On the Deep Psychology of Certain Advertising

It's pretty bad when I almost never watch television, but every time I turn it on I encounter some commercial that either sends me on some deep, bizarre investigation or completely perplexes the hell out of me.

Yes, I'm aware that commercials have a long and storied history of being stupid, fairly obnoxious, and willing to stop at nothing to ensure that whatever product they're pushing is messily branded somewhere on the hide of your cerebral cortex. And yes, I'm aware of the fact that incessant, irritating commercials are just as likely to goad buyers towards particular merchandise as funny or touching ones.

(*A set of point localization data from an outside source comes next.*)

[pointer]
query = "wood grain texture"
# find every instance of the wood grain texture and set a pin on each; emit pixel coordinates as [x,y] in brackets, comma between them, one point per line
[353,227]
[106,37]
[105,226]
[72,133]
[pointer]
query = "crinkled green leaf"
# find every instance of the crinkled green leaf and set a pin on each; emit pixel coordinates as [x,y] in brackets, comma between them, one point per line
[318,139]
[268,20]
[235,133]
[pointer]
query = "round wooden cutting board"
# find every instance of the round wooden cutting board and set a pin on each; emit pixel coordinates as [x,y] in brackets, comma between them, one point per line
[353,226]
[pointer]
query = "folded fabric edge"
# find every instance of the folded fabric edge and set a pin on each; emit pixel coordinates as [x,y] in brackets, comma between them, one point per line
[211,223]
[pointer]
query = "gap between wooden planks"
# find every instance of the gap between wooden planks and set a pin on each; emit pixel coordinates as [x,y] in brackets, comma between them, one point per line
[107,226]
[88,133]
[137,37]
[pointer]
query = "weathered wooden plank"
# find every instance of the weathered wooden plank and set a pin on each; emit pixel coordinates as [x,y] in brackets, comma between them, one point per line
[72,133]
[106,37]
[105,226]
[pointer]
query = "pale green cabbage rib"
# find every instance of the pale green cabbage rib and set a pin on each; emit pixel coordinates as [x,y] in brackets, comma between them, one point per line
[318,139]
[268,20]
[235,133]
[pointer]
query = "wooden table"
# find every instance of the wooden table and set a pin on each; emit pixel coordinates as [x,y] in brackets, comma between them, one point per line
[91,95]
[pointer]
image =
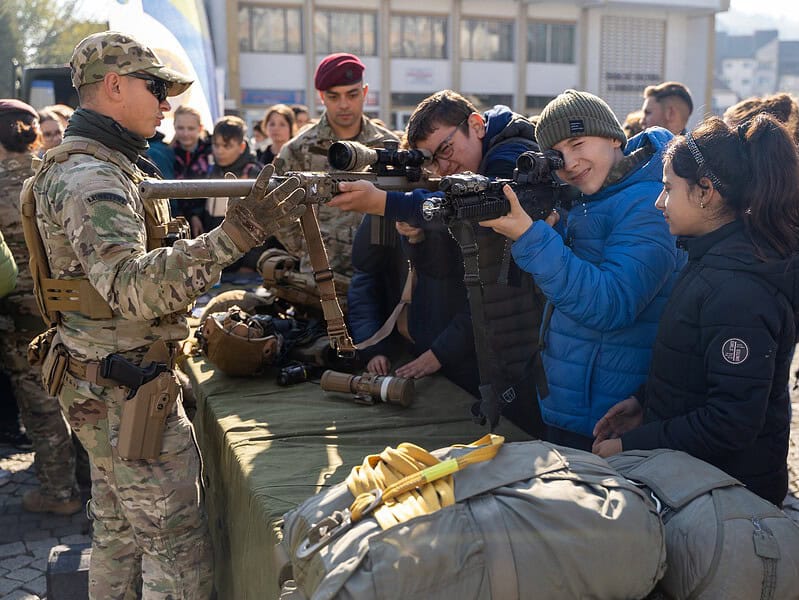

What perplexes me is some of the examples of human behavior that are exhibited in commercials with the intent to appeal to some aspect of the viewers' very nature. I guess the ones I'm thinking of the most right now are the Time Warner Cable commercials with the smug dudes that say things like: "I'm all about buy one, get one free. I like what I like, and I want it when I want it, etc," as though most humans were some impregnable id that remorselessly grabs life itself by the fistful. I don't know, maybe I shouldn't give humanity as much credit as I'd like to, but are the collective masses really that infantile? I always believed that people left such extremes of ego-centrism behind with their pampers and binkies. Do the vast majority of individuals really have such a monstrous mentality of expectation? And are we really to believe that if people do choose to act in such alarmingly neurotic ways, that a major corporation truly "likes the way [they] think?" When has consumer narcissism to the detriment of corporate profit and feasible delivery of goods ever been a sound business model? Don't invite us to be the bratty Freudlings we all have the capacity to be unless you're ready to put your money where your mouth is.

Because I want free high-speed internet that beams directly onto my retinas and can be activated and deactivated by sheer force of will. And I want it now. Actually, I want Time Warner to pay me to use their services, because without me, they wouldn't be serving anything. I want the ability to create my own TV channels, and to be able to choose who must watch them. I want a Time Warner Cable company truck and 401K. I want to know if God exists. Tell me, Time Warner, or by potential-God I'll take my business to the friggin' dish network.

Actually, I could get used to this. I suppose those commercials really did cut right to the core of me. Hmm. I wonder how much their basic cable/internet bundle is? I love saving money.